Quantifying quantum states' complexity is a key problem in various subfields of science, ranging from quantum computing - where it is closely related to notions of computational complexity - to black-hole physics. In this talk, we discuss notions of circuit complexity from different perspectives. We start from classifying quantum states according to the preparation complexity. The main result presented in the talk is a proof of a prominent conjecture by Brown and Susskind about how random quantum circuits' complexity increases with the depth of the circuit [1]. For this, we discuss random circuits composed of Haar-random two-qubit quantum gates. Implementing the unitary exactly requires a circuit of some minimal number of gates - the unitary's exact circuit complexity. We prove that this complexity grows linearly in the number of random gates, with unit probability, until saturating after exponentially many random gates. Our proof is surprisingly short, given the established difficulty of lower-bounding the exact circuit complexity. Our strategy combines differential topology and elementary algebraic geometry with an inductive construction of Clifford circuits. We hint at approximate notions of complexity, and have a brief look at the role entanglement plays here [2]. We procrastinate briefly when stating that surprisingly, random Clifford circuits can be uplifted to approximate unitary designs by a number of T-gates that is independent of the system size [3]. In the last part of the talk, we discuss notions of quantum thermodynamics from the perspective of complexity, elaborate on notions of Landauer erasure and have a look at what could be called a resource theory of quantum uncomplexity [4].

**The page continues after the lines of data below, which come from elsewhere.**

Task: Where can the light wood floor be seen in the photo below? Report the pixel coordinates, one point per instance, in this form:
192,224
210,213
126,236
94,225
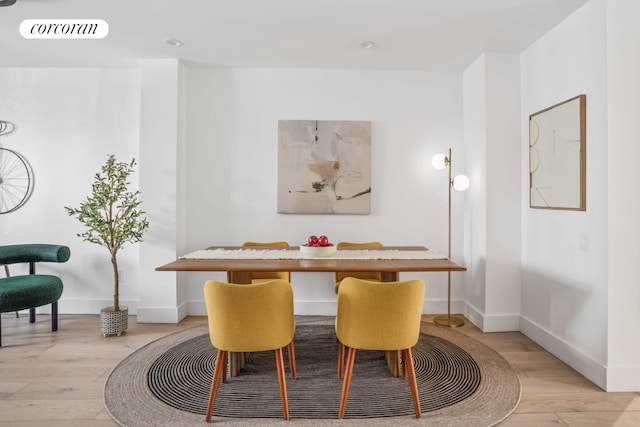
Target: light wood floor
57,379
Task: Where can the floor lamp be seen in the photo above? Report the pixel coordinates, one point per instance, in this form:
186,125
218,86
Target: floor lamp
459,183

[1] J. Haferkamp, P. Faist, N. B. T. Kothakonda, J. Eisert, N. Yunger Halpern, Linear growth of quantum circuit complexity, Nature Physics 18, 528–532 (2022).

[2] J. Eisert, Entangling power and quantum circuit complexity, Physical Review Letters 127, 020501 (2021).

[3] J. Haferkamp, F. Montealegre-Mora, M. Heinrich, J. Eisert, D. Gross, I. Roth, Efficient unitary designs with a system-size independent number of non-Clifford gates, arXiv:2002.09524, Communications in Mathematical Physics, in press (2022).

[4] N. Yunger Halpern, N. B. T. Kothakonda, J. Haferkamp, A. Munson, J. Eisert, P. Faist, Resource theory of quantum uncomplexity, arXiv:2110.11371 (2021).